In the years that followed, we were raised by a kind of compilation of maternal figures who were kind enough to lend their efforts to our upbringing. Together they formed a kind of quantum mother, and it would be their collective influence that guided our development, alongside that of the father.

A solid 70% of this involvement came from Mary (a neighbour, close friend of the mother and mother to Ross, who I still consider my second brother). That should go some way towards explaining why, when the (biological) mother expressed so little interest in 75% of her progeny, I felt no deep desire to investigate my current dental status.

The fact is, I now associate the making of jam with Mary, rather than the mother. This is despite the fact that I can’t honestly say I remember Mary ever making jam. Moreover, those memories I do have of picking berries with the mother seem interchangeable with those of picking blackberries with Mary; again, I can’t honestly say this ever happened, but that’s the way childhood memories are I guess. The smells and tastes are so very vivid, but the people seem interchangeable as long as the feeling is about right.

What’s interesting is that, despite my having understood it to be the case for most of my life, I’m quite sure Mary hadn’t considered herself a mother figure to us and I’d worried that saying it might cause offense… I’m not entirely sure why, but I imagine being accused of being a kind of consummate (if accidental) mother might not be the perfect end to a day.

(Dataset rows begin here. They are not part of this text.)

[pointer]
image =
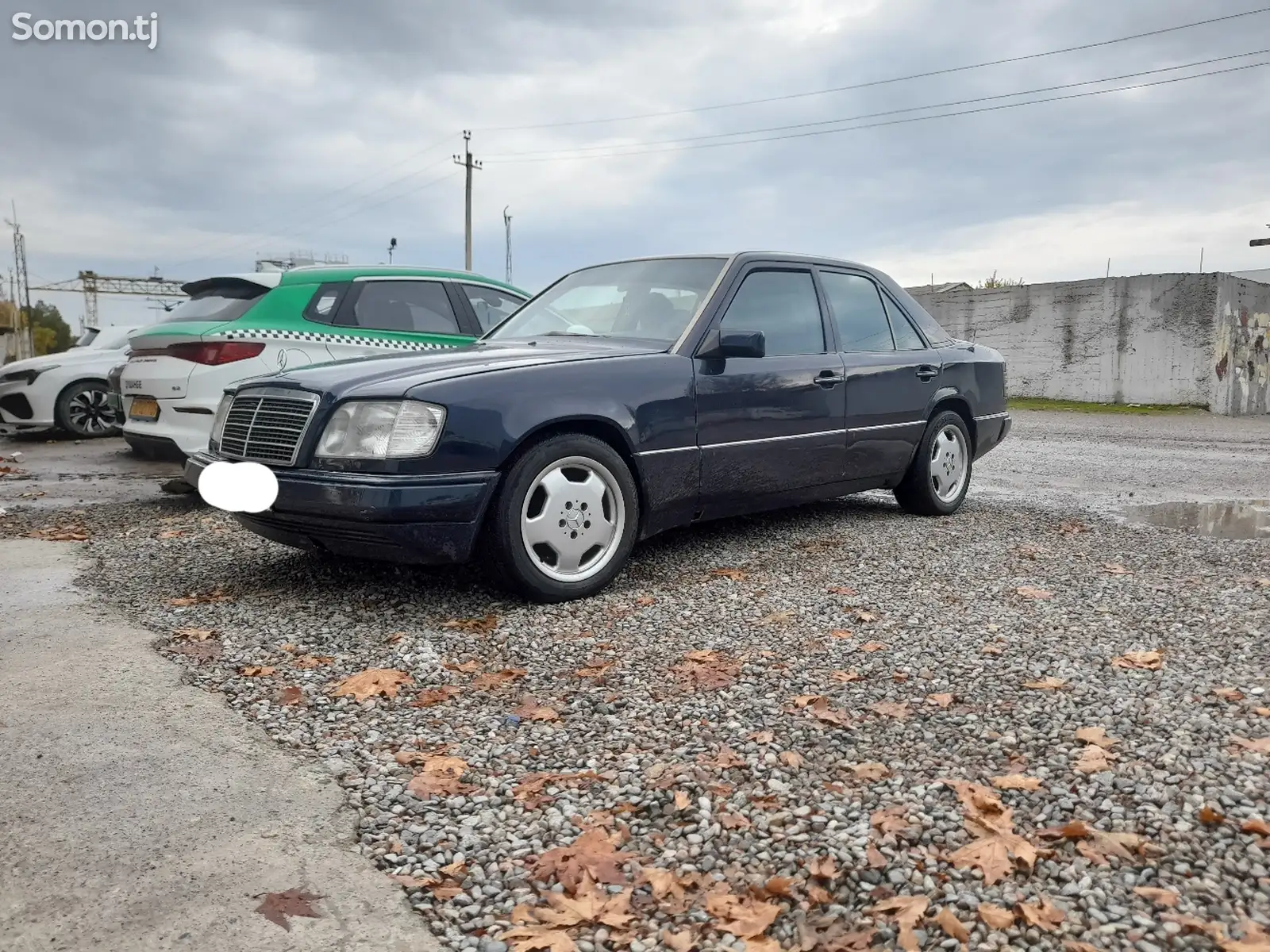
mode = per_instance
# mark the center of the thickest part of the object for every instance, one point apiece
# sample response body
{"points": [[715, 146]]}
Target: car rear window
{"points": [[219, 304]]}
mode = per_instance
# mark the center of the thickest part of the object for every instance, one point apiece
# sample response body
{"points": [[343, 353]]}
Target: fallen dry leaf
{"points": [[952, 927], [531, 710], [1210, 818], [527, 939], [1160, 896], [1045, 685], [679, 941], [431, 697], [1016, 781], [907, 912], [1140, 660], [791, 759], [1260, 746], [277, 907], [997, 850], [892, 819], [870, 771], [1094, 759], [592, 854], [308, 662], [892, 708], [371, 682], [497, 679], [1098, 736], [1043, 914], [192, 634], [995, 917], [706, 670], [741, 916], [440, 776], [474, 626]]}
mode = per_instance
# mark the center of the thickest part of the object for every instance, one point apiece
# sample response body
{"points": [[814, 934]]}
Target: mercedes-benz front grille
{"points": [[267, 425]]}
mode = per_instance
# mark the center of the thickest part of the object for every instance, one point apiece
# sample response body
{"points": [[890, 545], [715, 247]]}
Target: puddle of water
{"points": [[1249, 518]]}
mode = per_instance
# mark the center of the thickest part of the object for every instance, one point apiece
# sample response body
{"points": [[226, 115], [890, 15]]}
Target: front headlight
{"points": [[375, 429], [221, 413]]}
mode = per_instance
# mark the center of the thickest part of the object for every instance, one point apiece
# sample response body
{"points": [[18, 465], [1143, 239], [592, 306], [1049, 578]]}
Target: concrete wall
{"points": [[1147, 340], [1241, 348]]}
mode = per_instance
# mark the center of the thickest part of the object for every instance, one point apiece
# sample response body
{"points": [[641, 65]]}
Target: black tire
{"points": [[516, 565], [918, 492], [84, 410]]}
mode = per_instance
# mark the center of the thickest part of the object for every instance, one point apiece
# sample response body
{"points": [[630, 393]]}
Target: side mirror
{"points": [[719, 346]]}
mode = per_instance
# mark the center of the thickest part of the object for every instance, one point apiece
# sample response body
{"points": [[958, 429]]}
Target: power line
{"points": [[878, 125], [876, 83], [887, 112]]}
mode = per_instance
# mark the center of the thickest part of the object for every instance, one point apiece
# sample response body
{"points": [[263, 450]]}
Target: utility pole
{"points": [[22, 294], [507, 228], [469, 164]]}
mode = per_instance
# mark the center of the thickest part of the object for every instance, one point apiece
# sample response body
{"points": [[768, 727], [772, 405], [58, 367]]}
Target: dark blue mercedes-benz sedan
{"points": [[624, 400]]}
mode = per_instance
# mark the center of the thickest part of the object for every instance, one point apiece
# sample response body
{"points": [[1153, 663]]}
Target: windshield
{"points": [[652, 300], [225, 302]]}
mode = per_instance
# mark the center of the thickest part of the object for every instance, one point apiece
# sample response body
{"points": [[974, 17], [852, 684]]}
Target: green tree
{"points": [[48, 317]]}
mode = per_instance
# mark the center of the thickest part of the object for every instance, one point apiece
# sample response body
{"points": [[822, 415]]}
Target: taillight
{"points": [[213, 355]]}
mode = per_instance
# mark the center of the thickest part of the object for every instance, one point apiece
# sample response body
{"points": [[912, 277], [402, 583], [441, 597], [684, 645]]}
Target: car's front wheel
{"points": [[940, 474], [84, 410], [565, 518]]}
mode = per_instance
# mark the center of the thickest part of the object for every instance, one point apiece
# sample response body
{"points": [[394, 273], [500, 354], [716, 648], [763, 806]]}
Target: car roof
{"points": [[319, 273]]}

All that aside, we had a pleasant dinner and reasonably cheerful conversation and picture-taking, though all with a vaguely uncomfortable undertone. The fact is, I don’t see my brother nearly as much as I should, and the reminder so close to his leaving that we get on well while we are together seemed a little unusual.

What really summed up the evening though, and the reason I decided to write this blog before we drop out to the airport tomorrow morning, was the game of backgammon that my father and brother started while waiting for a taxi to arrive and take him away. Naturally, the wait for the taxi wasn’t quite long enough to allow for a full game of backgammon, and their game was interrupted.

I happened to walk back into the kitchen before anyone else had had a chance to clean up and saw the backgammon board open on the table, dice and pieces lying strewn across the board as they had been in play. I thought there was something very sad about that board and its father-son game, sitting open and unfinished, abandoned just as it really got started.

I imagine there’s a very shrewd observation to be made about the fact that backgammon is a game fundamentally about getting all of your pieces home, coupled with my brother leaving home and their game being interrupted, but that kind of observation is a little too visceral for me to really get at elegantly, Jane would do better, and I’ve always been clumsy with sentiment.

I guess the other reason I’m writing this now is because I’m not sure how I feel. I know there should be some amazing depth of feeling, and indeed I do feel loss, but at the moment I’m more disappointed that I didn’t get to see them finish their game than anything else.

At times like these I always wonder how I should feel, and I imagine that’s how everyone feels, which should probably make it alright. For now I’ll have to satisfy myself the same way I always do. My teeth are big, white and mostly okay. There are a couple of fillings and some wisdom teeth coming in, but overall they’re alright. Some staining, but that’s to be expected.

1 comment:

Flash said...

This is amazing Marc. Love the imagery. So vivid.